In Stephen Covey’s famous book, The Seven Habits of Highly Effective People, my favorite habit is – Begin with the end in mind. From my perspective, that is what the art of setting expectations in sales is all about. How often have you met with a potential client and the two of you are on different pages, they were expecting one thing and you were expecting something else. Many times the inability to set clear expectations can hurt the sale from the start.
In the Sandler sales methodology we teach a concept called up-front contracts. Up-front contracts are the glue that holds the sales process together. If we clearly articulate what we are trying to accomplish and get mutual agreement from the prospect for each step along the way we will be better able to drive the sale and shorten the sales cycle.
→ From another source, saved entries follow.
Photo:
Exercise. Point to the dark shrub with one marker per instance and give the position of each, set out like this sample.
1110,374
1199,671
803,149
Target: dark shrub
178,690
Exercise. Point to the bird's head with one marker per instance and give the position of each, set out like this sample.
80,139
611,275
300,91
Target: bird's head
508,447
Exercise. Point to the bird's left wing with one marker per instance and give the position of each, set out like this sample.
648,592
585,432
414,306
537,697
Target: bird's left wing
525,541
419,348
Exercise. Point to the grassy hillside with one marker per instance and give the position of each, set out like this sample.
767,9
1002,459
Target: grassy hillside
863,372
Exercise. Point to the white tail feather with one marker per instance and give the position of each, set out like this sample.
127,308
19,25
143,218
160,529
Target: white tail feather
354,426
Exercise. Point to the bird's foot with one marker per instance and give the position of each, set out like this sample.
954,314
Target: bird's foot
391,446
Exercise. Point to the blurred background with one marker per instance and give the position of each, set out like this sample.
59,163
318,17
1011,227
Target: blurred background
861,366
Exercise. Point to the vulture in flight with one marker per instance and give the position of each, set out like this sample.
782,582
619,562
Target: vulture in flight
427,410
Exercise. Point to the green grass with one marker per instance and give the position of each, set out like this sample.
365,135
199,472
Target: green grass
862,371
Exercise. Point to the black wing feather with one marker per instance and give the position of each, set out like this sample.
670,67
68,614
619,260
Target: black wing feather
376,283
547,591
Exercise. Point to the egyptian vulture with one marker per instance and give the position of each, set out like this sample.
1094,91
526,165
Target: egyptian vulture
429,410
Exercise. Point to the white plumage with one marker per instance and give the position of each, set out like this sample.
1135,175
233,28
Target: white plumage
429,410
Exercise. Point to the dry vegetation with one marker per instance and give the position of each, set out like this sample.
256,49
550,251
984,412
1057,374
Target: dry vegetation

Here are five ways to help set clear expectations:
1. Define the Roles
What are both you and the prospect bringing to the meeting and what do you want to learn from each other? How many times have you walked into a meeting and the other person thought you were there to do a brief fifteen minute call and you wanted an hour to do a formal presentation. If you discuss what you want to accomplish in the meeting up-front, you can eliminate any mismatch in expectations.
2. Articulate the Anticipated Outcomes
One of the most important ways to set clear expectations and next steps is to define the possible outcomes at the beginning of a meeting. It’s important that both you and the prospect work towards the same ends. We can say something like, “We can spend an hour together and determine at the end if it’s a fit to discuss a next step in the process. Does that sound fair?”
3. Go Ugly Early
A senior executive at one of my technology clients has a great expression, Go Ugly Early. What he is really saying is to get all of the bad news on the table in the initial stages of the conversation. If we discuss possible roadblocks and issues early we can more effectively deal with them throughout the sales process.
4. Avoid Mutual Mystification
Many prospects dislike giving sales people bad news. Instead of telling the sales person the truth, they use words like probably, try, or we will do our best. Many salespeople have “happy” ears and when they hear these words they assume it means “yes”. When setting expectations we need to listen for these words and clarify what the person is actually saying. “So when you say probably, what do you mean?”